A provincial park agency in South Africa had their rhino horns stolen by thieves, in what may be the country's biggest such theft to date, BBC News reported.

Stealing up to 40 horns, the robbers cut through steel safes at the Mpumalanga tourism and parks agency (MPTA) in Nelspruit, police and local media said.

South Africa, home to most of the world's rhino population, have a record number of rhinos being poached and killed for their horns, which are a prized possession in east Asia.

On Sunday night, the thieves made the attack in the north-eastern city, South Africa's Lowvelder newspaper reports.

"The culprit[s] cut open two steel safes fitted with double locks," a source described as a senior MTPA official told the paper.

The thieves "knew where they were going and what they were going to do", Paul Ramaloko, a spokesman for a police anti-corruption unit known as the Hawks, was quoted by Bloomberg news agency as saying.

"This is the biggest theft of rhino horn we have ever experienced."

The agency said that no arrests had been made, according to BBC News.

As much as $95,000 (£56,500) per kilo (2.2lb), costing more than gold, can be illegally fetched by Rhino horns, Bloomberg reported.

"Large syndicates are involved in a multi-billion dollar trade worldwide, exporting the horns to both Asia and the Middle East," BBC News reported.

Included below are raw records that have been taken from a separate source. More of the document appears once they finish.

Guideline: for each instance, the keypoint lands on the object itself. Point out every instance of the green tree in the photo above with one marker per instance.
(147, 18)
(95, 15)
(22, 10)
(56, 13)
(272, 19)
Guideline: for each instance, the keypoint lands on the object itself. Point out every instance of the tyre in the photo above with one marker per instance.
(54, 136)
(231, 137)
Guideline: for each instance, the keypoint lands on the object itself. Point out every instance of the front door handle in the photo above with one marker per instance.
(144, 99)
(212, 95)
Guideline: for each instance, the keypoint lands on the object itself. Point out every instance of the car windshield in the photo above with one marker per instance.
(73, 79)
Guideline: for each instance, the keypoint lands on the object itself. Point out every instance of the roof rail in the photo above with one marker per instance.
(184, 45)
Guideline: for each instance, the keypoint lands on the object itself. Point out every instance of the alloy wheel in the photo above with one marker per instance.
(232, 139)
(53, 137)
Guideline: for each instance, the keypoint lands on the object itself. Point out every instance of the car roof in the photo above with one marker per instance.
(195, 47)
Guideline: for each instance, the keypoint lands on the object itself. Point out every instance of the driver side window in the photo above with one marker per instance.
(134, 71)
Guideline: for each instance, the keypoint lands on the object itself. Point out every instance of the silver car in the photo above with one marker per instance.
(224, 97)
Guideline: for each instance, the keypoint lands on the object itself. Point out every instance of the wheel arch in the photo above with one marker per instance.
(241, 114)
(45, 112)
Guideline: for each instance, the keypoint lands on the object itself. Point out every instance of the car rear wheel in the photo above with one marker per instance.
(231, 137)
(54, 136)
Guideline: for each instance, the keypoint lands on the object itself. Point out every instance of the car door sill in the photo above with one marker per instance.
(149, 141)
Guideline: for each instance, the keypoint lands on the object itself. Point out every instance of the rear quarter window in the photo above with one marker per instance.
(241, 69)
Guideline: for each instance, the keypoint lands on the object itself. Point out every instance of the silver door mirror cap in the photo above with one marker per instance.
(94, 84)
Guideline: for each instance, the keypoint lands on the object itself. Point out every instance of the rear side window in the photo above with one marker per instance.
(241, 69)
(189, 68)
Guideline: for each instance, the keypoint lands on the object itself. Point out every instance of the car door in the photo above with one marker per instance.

"South Africa's black rhino population has doubled over the past two decades from a low point of 2,480 but its numbers are still a fraction of the estimated 100,000 that existed in the early part of the 20th Century, the WWF says on its website."

Southern white rhinos, once thought to be extinct, now thrive in protected sanctuaries and are classified as Near Threatened, the website added.

1,004 rhinos were killed through poaching in South Africa in 2013, the authorities said.